The website documents the metadata terms used to share information about nomenclature, and it provides a comprehensive, searchable list of nomina relevant to the fossil history of human evolution. This information is also provided in the Supplementary Online Material (SOM) Tables S1 and S2. These online and print listings of hominin nomina can assist researchers managing nomenclature; it also serves as a bibliographic archive on the history of paleoanthropology that can help students reading older publications that invoke defunct names.
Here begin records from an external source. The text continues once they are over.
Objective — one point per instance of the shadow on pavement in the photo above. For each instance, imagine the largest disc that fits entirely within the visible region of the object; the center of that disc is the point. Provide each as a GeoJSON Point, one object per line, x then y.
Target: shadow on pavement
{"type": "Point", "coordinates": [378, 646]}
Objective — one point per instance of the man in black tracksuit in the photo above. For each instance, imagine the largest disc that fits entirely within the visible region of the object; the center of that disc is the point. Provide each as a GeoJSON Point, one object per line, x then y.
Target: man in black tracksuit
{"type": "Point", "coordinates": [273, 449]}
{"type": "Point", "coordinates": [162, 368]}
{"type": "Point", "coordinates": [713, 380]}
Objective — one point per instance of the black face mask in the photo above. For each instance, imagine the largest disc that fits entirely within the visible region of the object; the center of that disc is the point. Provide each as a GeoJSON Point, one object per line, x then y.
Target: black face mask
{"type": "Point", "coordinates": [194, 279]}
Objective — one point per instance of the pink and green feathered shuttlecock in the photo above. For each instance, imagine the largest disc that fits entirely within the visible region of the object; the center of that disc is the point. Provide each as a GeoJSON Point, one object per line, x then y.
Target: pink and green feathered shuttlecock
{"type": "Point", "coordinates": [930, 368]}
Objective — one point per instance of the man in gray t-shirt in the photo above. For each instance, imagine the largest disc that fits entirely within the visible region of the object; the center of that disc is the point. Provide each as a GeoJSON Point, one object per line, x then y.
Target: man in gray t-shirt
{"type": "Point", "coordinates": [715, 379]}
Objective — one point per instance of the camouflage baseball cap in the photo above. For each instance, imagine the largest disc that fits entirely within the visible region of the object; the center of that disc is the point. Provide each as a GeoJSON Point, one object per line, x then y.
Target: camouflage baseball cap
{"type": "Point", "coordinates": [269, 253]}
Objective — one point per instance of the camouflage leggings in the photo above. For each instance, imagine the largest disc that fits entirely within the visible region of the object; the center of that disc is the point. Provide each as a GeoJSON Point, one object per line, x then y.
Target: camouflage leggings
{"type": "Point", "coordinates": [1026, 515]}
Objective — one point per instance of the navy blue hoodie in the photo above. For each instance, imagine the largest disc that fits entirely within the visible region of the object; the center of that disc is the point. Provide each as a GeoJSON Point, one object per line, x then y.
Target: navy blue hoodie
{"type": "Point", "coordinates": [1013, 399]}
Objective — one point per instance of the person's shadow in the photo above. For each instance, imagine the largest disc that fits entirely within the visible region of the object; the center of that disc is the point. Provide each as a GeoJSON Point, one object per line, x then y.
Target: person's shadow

In the process of compiling nomina, it became clear that many of the issues raised in the 1950s and 1960s continue to pose challenges in paleoanthropology: (1) the lack of stable, globally unique, primary identifiers for fossil specimens (i.e. enhanced catalog numbers), (2) the ongoing (and shifting) use of species names to designate informal groups, (3) a lack of transparency regarding the hypodigms of named taxa, and (4) uncertainty regarding the availability and validity of existing names that are called back into service as new fossils are discovered or new theories are developed about the pattern of human evolution. In our view, information systems are a key asset for addressing these challenges. Open and FAIR information systems also form the foundation for expanding access to scientific resources that allow broader participation in scientific advancement and help address the colonial and racist history of paleoanthropology (Blakey, 1999, 2021; Wolpoff and Caspari, 2013; Fuentes, 2020).